Auteur Pierre Corneille
Genre tragi-comédie
Nb. d'actes 5 actes en vers
Date de création en français 1636
Lieu de création en français Paris
Compagnie théâtrale Théâtre du Marais

L’Illusion comique est une pièce de théâtre en cinq actes écrite par Pierre Corneille en 1635, représentée pour la première fois au théâtre du Marais en 1636 et publiée en 1639 chez François Targa.

Lorsque Corneille écrit cette pièce, il a 29 ans et a déjà écrit sept autres pièces de théâtre dont des tragédies et des comédies. L’Illusion comique marque un tournant dans la carrière littéraire de son auteur puisqu’après l’avoir écrite, Corneille n’écrira plus que des tragédies (sauf Le Menteur, 1643). Cette pièce peut alors apparaître comme l’aboutissement d’un apprentissage dans lequel l’auteur laisse éclater sa virtuosité littéraire. S’il n’est pas déplacé de parler de « virtuosité », c’est que Corneille condense et maîtrise dans cette pièce tous les genres théâtraux, : « Le premier acte n’est qu’un prologue » qui s’inspire de la pastorale. « Les trois suivants font une comédie imparfaite » avec son personnage de commedia dell'arte, Matamore.

Cette « comédie imparfaite » évolue vers une tragi-comédie avec ces épisodes de rivalité, d’emprisonnement et de mort. « Le dernier est une tragédie, et tout cela cousu ensemble fait une comédie ». On notera cependant que de nombreuses scènes ont de forts accents parodiques et semblent ainsi venir critiquer le jeu des acteurs des mauvaises tragédies de l'époque par leur dimension surjouée (L'acte IV scène 1 en est un bon exemple, Lyse le souligne d'ailleurs dans la scène qui suit ce monologue : "Que vous prenez de peine à grossir vos ennuis !").

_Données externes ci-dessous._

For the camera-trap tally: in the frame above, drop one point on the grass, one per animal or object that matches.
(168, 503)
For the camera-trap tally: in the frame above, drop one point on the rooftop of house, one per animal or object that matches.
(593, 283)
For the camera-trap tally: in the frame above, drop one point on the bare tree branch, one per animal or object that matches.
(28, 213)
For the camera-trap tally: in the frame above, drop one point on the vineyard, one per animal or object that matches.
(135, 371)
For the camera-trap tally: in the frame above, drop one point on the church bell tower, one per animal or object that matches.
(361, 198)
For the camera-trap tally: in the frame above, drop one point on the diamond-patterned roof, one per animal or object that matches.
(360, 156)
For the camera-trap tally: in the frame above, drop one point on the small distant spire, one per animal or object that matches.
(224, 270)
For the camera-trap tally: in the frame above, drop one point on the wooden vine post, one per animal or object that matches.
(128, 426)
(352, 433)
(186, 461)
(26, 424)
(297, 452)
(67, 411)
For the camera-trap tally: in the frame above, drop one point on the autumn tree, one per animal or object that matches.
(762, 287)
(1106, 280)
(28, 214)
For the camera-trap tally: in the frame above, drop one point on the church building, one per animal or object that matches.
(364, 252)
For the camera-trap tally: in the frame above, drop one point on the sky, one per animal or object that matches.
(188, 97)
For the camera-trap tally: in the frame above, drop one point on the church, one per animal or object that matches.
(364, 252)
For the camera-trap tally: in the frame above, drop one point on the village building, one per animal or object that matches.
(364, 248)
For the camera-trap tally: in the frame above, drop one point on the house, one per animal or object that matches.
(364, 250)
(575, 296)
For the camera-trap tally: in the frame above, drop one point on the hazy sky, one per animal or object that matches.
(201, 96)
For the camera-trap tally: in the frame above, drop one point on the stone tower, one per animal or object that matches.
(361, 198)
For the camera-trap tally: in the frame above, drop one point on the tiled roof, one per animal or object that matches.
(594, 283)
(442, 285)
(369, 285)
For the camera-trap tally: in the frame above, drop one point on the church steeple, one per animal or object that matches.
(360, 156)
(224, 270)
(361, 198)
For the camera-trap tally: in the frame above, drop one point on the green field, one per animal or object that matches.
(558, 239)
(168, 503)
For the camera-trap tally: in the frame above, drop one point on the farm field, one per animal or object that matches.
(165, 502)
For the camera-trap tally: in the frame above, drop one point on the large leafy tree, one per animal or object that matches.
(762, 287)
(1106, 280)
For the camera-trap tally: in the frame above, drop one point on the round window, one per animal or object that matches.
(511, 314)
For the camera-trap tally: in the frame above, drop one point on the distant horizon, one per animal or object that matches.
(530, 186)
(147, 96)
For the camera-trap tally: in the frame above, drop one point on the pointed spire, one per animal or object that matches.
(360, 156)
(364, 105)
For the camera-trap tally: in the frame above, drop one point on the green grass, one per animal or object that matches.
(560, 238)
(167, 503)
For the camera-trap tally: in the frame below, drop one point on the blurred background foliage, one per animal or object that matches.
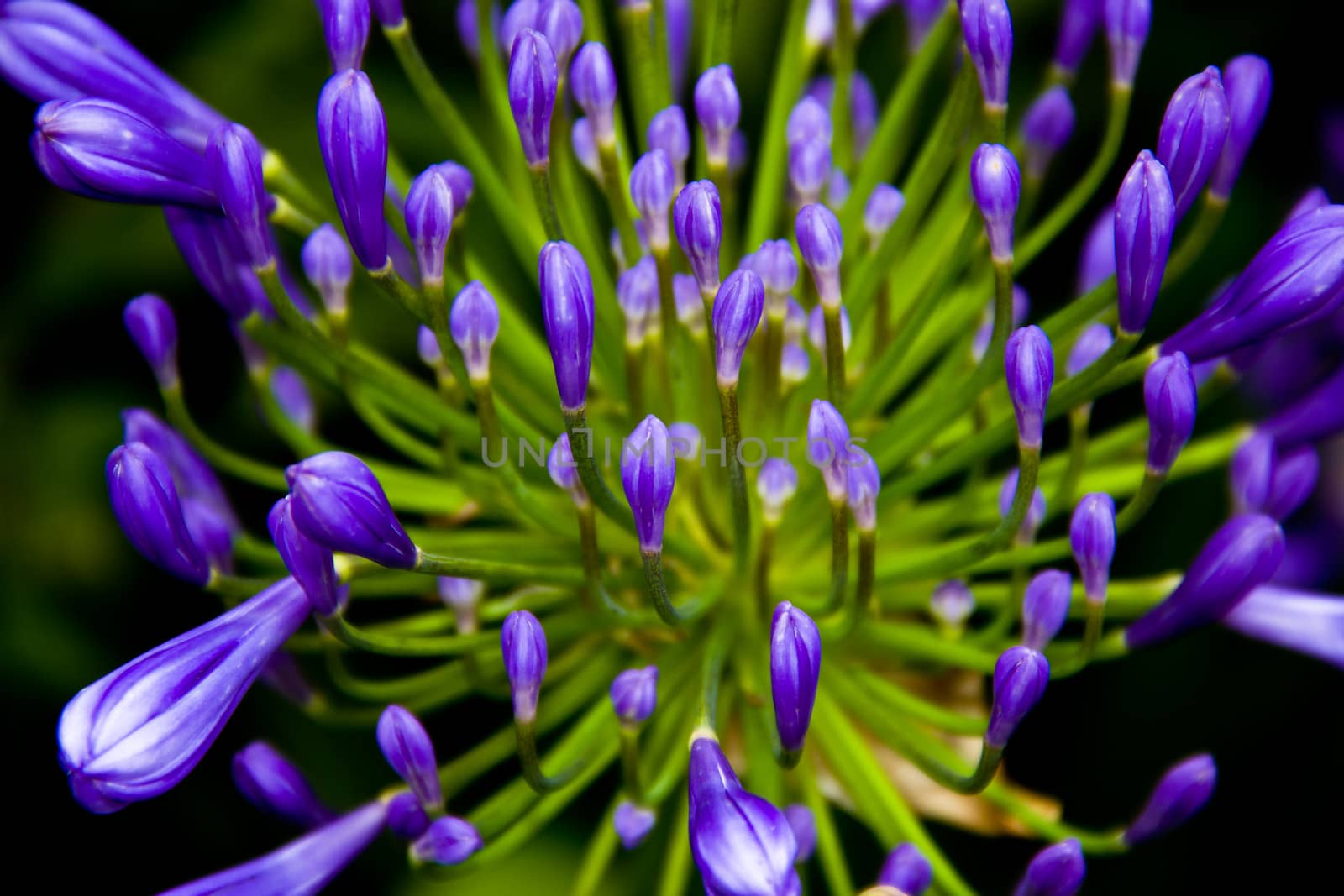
(76, 600)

Personnages[modifier | modifier le code]

  • Alcandre : magicien.
  • Pridamant : père de Clindor.
  • Dorante : ami de Pridamant.
  • Matamore : capitan gascon, amoureux d’Isabelle.
  • Clindor : suivant du capitan et amant d’Isabelle.
  • Adraste : gentilhomme, amoureux d’Isabelle.
  • Géronte : père d’Isabelle.
  • Isabelle : fille de Géronte et amante de Clindor.
  • Lyse : servante d’Isabelle et amoureuse de Clindor.
  • Geôlier de Bordeaux.
  • Page du Capitaine.
  • Eraste : écuyer de Florilame.
  • Troupe de domestiques d’Adraste.
  • Troupe de domestiques de Florilame.
  • Rosine : amante de Clindor
  • Florilame: Prince

Résumé[modifier | modifier le code]

Un père (Pridamant) cherche son fils qu'il n'a plus vu depuis 10 ans ; il est conduit dans la grotte d'un magicien (Alcandre) qui a énormément de pouvoir et lui montre la vie de son fils durant le temps où il ne l'a plus vu.

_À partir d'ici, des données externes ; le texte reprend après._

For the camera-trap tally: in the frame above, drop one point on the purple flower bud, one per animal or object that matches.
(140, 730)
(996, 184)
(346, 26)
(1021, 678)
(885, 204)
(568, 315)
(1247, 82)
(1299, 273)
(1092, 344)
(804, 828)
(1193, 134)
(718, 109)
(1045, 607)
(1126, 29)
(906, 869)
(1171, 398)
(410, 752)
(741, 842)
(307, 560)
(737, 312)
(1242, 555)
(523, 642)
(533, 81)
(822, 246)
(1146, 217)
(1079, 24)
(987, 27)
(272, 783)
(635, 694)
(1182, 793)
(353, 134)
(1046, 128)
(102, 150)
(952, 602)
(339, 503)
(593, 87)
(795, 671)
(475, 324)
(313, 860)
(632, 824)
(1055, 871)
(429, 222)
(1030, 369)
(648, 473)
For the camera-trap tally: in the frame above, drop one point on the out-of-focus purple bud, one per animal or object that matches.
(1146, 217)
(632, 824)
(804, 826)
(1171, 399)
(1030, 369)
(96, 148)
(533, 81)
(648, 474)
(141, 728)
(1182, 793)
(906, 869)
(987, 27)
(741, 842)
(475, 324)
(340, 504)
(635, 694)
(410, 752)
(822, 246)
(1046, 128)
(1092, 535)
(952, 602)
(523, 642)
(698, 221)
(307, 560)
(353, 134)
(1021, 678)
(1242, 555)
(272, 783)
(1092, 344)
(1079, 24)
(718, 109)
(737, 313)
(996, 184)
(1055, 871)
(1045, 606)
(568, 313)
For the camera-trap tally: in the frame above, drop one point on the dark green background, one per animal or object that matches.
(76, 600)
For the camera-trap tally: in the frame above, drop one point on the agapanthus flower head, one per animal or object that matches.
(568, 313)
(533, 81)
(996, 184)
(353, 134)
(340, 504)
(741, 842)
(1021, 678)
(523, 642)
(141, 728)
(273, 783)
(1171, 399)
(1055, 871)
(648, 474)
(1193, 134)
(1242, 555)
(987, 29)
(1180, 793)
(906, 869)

Acte Ier[modifier | modifier le code]

Le premier acte commence à l’entrée d’une caverne où se présentent deux personnages : Pridamant, un père éploré par la disparition de son fils (Clindor) et Dorante à qui il explique les causes possibles de cette disparition. Dorante veut lui présenter un magicien qui serait capable de l’aider (sc. 1). Ce magicien, Alcandre, devine tout de suite les raisons de la venue de Pridamant et lui annonce qu’il pourra lui faire voir la vie de son fils grâce à des illusions. Avant cela, il demande à Dorante de partir (sc. 2). Une fois seuls, Alcandre commence par raconter à Pridamant que son fils a connu une existence de pícaro depuis son départ, qu’il s’est mis au service d’un « brave » dans la région de Bordeaux et qu'il ne souhaite pas être retrouvé (sc. 3).

Acte II[modifier | modifier le code]

Au début du 2e acte, Alcandre et Pridamant assistent au spectacle reconstitué par le magicie.dont les dons d'illusion permettent de voir les « deux fantômes vains » qui représentent Clindor et son maître Matamore (sc. 1). Clindor écoute avec complaisance Matamore se vanter d’exploits improbables en attendant l’arrivée d’Isabelle qui apparaît accompagnée de son prétendant officiel, Adraste. Matamore se dérobe à leur arrivée (sc. 2). Adraste est éconduit par Isabelle mais cela ne l’empêche pas de partir demander sa main à son père (sc. 3). Après son départ, Matamore et Clindor se montrent et le maître en profite pour faire à nouveau valoir ses prouesses lorsqu’un page vient le chercher pour qu’il aille s’occuper des prétendues affaires amoureuses qui le pressent (sc. 4). Seule avec Clindor, Isabelle lui réaffirme son amour avant de s’enfuir au retour d’Adraste (sc. 5). Le prétendant se doute de la rivalité de Clindor et le met en garde mais celui-ci lui répond avec fierté et noblesse (sc. 6). Adraste demande à Lyse si elle peut l'aider à surprendre les deux amants (sc. 7). Seule, Lyse se réjouit de pouvoir faire payer à Clindor sa préférence pour Isabelle (sc. 8). Les deux « spectateurs » que sont Alcandre et Pridamant se retrouvent seuls sur scène et le magicien essaye de rassurer le père de Clindor sur ce qui attend son fils (sc. 9).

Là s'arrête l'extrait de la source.